El Betis ha vuelto. Lo proclamó Mel en mitad de la semana y lo rubrica el 0-1 del Montilivi. De una docena de puntos posibles, el equipo los ha sumado todos, excepto los dos sustraídos en el desvalijamiento de Ponferrada.

el 12 mar 2011 / 21:32 h.

Pese a la lluvia de Sevilla, que es una maravilla, y a la que caía en El Montilivi, la luz de primavera ya deslumbra en la salida del túnel de las cinco derrotas verdiblancas. Entre su procesión por Cataluña y su regreso a Sevilla, el Betis ha dormido líder: aunque un solo punto del Rayo hoy en Vallecas ante el Granada bajaría del liderato provisional a la gente de Mel, lo totalmente seguro es que el Betis saldrá de esta jornada 29 en posición de ascenso: esto es, gracias al nuevo descalabro del Celta en Balaídos, ante el buen equipo que es el Villarreal B... y por supuesto, gracias al tanto de Rubén Castro a orillas del río Oñar.

En la vieja Gerona, cuando la Guerra de la Independencia, y en pleno sitio de las tropas de Napoleón, la gente acabó comiéndose los gatos y perros callejeros.
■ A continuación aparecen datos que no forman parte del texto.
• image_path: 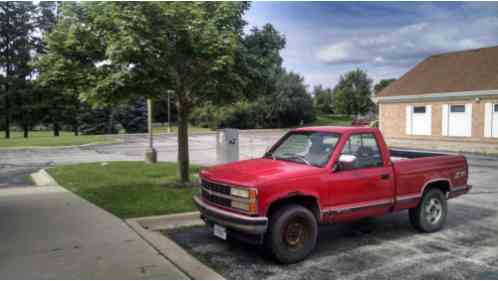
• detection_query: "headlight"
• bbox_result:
[231,201,258,214]
[230,187,249,198]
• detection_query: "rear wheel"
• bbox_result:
[409,189,448,232]
[265,204,318,264]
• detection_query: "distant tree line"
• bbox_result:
[0,1,150,138]
[312,69,395,115]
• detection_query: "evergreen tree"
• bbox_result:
[0,1,36,138]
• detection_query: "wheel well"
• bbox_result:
[424,180,450,194]
[266,195,320,221]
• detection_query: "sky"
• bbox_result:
[245,2,498,87]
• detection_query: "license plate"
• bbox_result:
[213,224,227,240]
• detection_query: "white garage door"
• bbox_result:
[443,104,472,137]
[484,103,498,138]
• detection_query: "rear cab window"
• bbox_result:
[341,133,384,170]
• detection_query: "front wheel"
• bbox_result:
[266,204,318,264]
[409,189,448,233]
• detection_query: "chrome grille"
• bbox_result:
[202,190,232,207]
[201,180,230,195]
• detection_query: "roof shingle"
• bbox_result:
[377,43,498,97]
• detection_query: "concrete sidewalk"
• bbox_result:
[0,186,187,279]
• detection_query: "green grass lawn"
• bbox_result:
[47,162,200,218]
[306,114,353,126]
[0,131,114,148]
[152,124,214,135]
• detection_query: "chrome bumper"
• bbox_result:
[194,196,268,235]
[447,185,472,199]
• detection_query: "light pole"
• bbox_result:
[145,99,157,164]
[167,90,171,133]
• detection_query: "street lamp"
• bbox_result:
[145,99,157,164]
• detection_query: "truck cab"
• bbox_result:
[194,127,470,263]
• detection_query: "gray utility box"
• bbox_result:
[216,129,239,163]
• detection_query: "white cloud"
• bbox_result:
[317,17,498,66]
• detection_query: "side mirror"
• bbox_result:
[332,154,356,172]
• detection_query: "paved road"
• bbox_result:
[171,163,498,280]
[0,131,283,188]
[0,132,282,279]
[0,184,186,279]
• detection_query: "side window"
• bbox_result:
[341,134,384,170]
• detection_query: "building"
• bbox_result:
[374,46,498,153]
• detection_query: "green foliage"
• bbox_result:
[116,98,147,133]
[48,162,200,218]
[0,1,36,138]
[374,78,396,95]
[334,69,373,115]
[368,120,379,128]
[79,107,118,135]
[236,24,285,99]
[312,85,335,113]
[191,71,315,129]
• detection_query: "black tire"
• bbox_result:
[265,204,318,264]
[409,188,448,233]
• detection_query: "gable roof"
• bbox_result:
[376,46,498,97]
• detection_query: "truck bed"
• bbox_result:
[389,149,449,161]
[389,149,468,208]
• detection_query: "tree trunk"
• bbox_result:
[22,124,29,139]
[5,94,10,139]
[73,104,80,136]
[73,121,80,136]
[177,99,190,183]
[52,103,60,137]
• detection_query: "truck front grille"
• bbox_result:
[201,180,230,195]
[202,189,232,207]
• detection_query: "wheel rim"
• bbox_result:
[425,198,443,224]
[283,218,308,248]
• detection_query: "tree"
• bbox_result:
[116,98,147,133]
[33,1,64,137]
[0,1,36,138]
[75,2,248,182]
[236,24,286,100]
[34,2,104,136]
[334,69,373,115]
[374,78,396,95]
[312,85,334,113]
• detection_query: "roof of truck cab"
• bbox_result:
[292,126,378,134]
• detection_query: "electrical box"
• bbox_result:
[216,129,239,164]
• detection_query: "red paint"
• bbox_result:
[196,127,468,222]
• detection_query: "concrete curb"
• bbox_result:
[126,212,225,280]
[0,139,123,150]
[31,169,59,186]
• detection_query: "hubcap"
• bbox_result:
[425,198,443,224]
[283,219,306,248]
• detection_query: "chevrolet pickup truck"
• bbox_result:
[194,127,471,263]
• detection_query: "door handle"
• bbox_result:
[380,174,390,180]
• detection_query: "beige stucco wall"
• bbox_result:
[379,98,498,153]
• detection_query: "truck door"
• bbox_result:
[324,133,395,221]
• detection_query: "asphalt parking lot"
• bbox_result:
[169,162,498,279]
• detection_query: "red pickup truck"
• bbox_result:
[194,127,471,263]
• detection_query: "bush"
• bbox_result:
[368,120,379,128]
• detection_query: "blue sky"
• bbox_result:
[245,2,498,87]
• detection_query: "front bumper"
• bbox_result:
[194,196,268,235]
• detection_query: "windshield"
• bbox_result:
[266,132,339,167]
La seriedad del Betis dejó ayer poco más que las raspas del pescado del ascenso que los gerundenses daban ya por casi cocinado.

Era una ocasión ideal para que el equipo de Raúl Agné (que abandona las ruedas de prensa cuando no se admite la lengua catalana) estrechara el cerco sobre un Betis aún no totalmente consolidado. Y en eso apareció Emana...

La jerarquía que mostró el camerunés en El Montilivi, especialmente en el tramo decisivo, despeja dudas. Queda confirmado que la larga convalecencia de Emana fue uno de los cimientos de ese túnel de cinco derrotas en el que se sumergió el Betis: justo en coincidencia casi absoluta con la lesión del africano.

Por supuesto que la presencia de Emana no garantiza un eventual triunfo del Betis ni, en su caso, de la selección de Camerún o de quien haga falta. Pero, sin duda, es mejor tenerlo que no tenerlo. Pasa como con Shaquille O'Neal en su gran época de los Lakers: jugase como jugase, el impacto y la preocupación que el paquidermo de Newark causaba entre los rivales era una ventaja demasiado evidente como para olvidarla. Algo de eso hay en Emana. Mucho de eso hay en el regreso del Betis al ascenso.